Шрифт:
— Воистину рукава и ветвления Нила не уступают в запутанности каирским улочкам, — сказал Даппа, изумлённо моргая, — однако в нескольких шагах отсюда Вреж отыскал армянина, торговца кофе, знающего, как добраться до Мокки. Надо спуститься до того места, где Нил расходится надвое, войти в дамиеттское русло и через несколько миль на правом берегу будет деревня. Там начинается водоток, связанный с Красным морем.
— Представляю, какое там движение! — воскликнул Мойше.
— Его ревниво оберегают чиновники-турки и староста деревни, — согласился Даппа.

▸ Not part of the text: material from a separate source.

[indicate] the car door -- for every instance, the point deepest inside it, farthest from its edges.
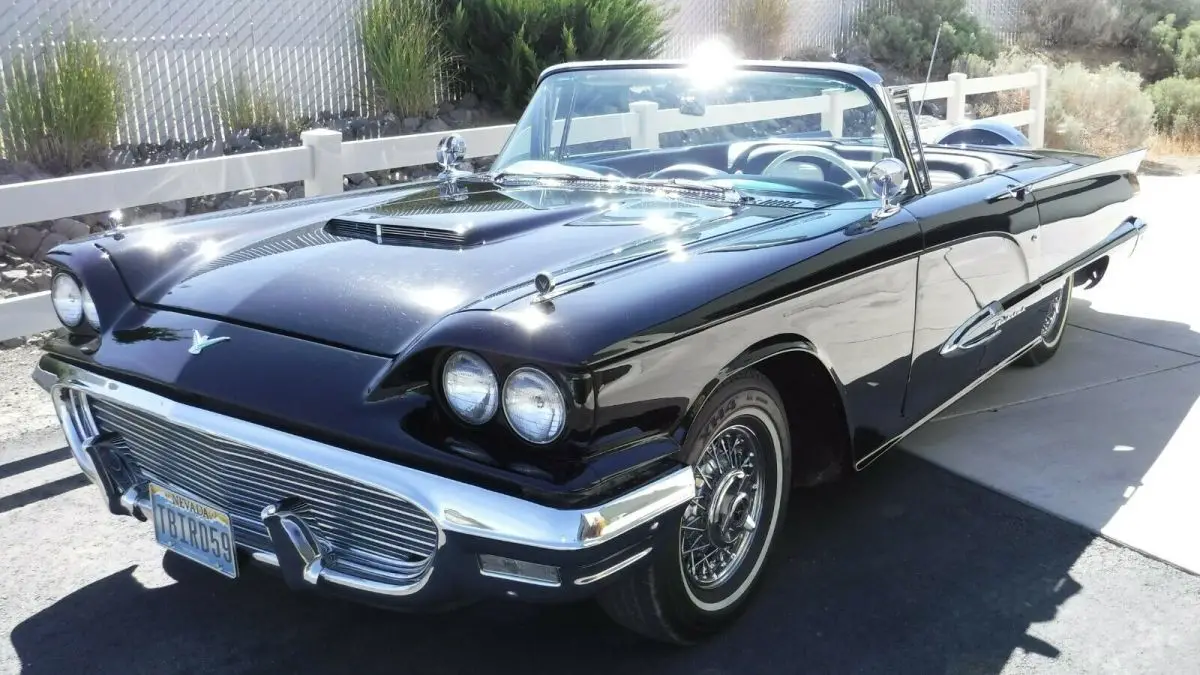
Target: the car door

— По этой-то причине, — подхватил Вреж, — жители соседних деревень кирками и лопатами прорыли обходные каналы, минующие крупные деревни и мыты. Если они и видны, то кажутся старицами либо заросшими сточными канавами. И уж будьте уверены, местные жители стерегут их не менее ревниво, чем чиновники — основной путь. Посему, чтобы попасть в Красное море, придётся давать на лапу бесчисленным крестьянам — боюсь, итог набежит умопомрачительный.
— Но у нас есть целый галиот золота, — напомнил Евгений.
— И своя шкура дороже денег, — поддержал его Джек.
— К тому же крестьяне не меньше нашего будут заинтересованы в том, чтобы турки ничего не узнали, — предрёк Иеронимо.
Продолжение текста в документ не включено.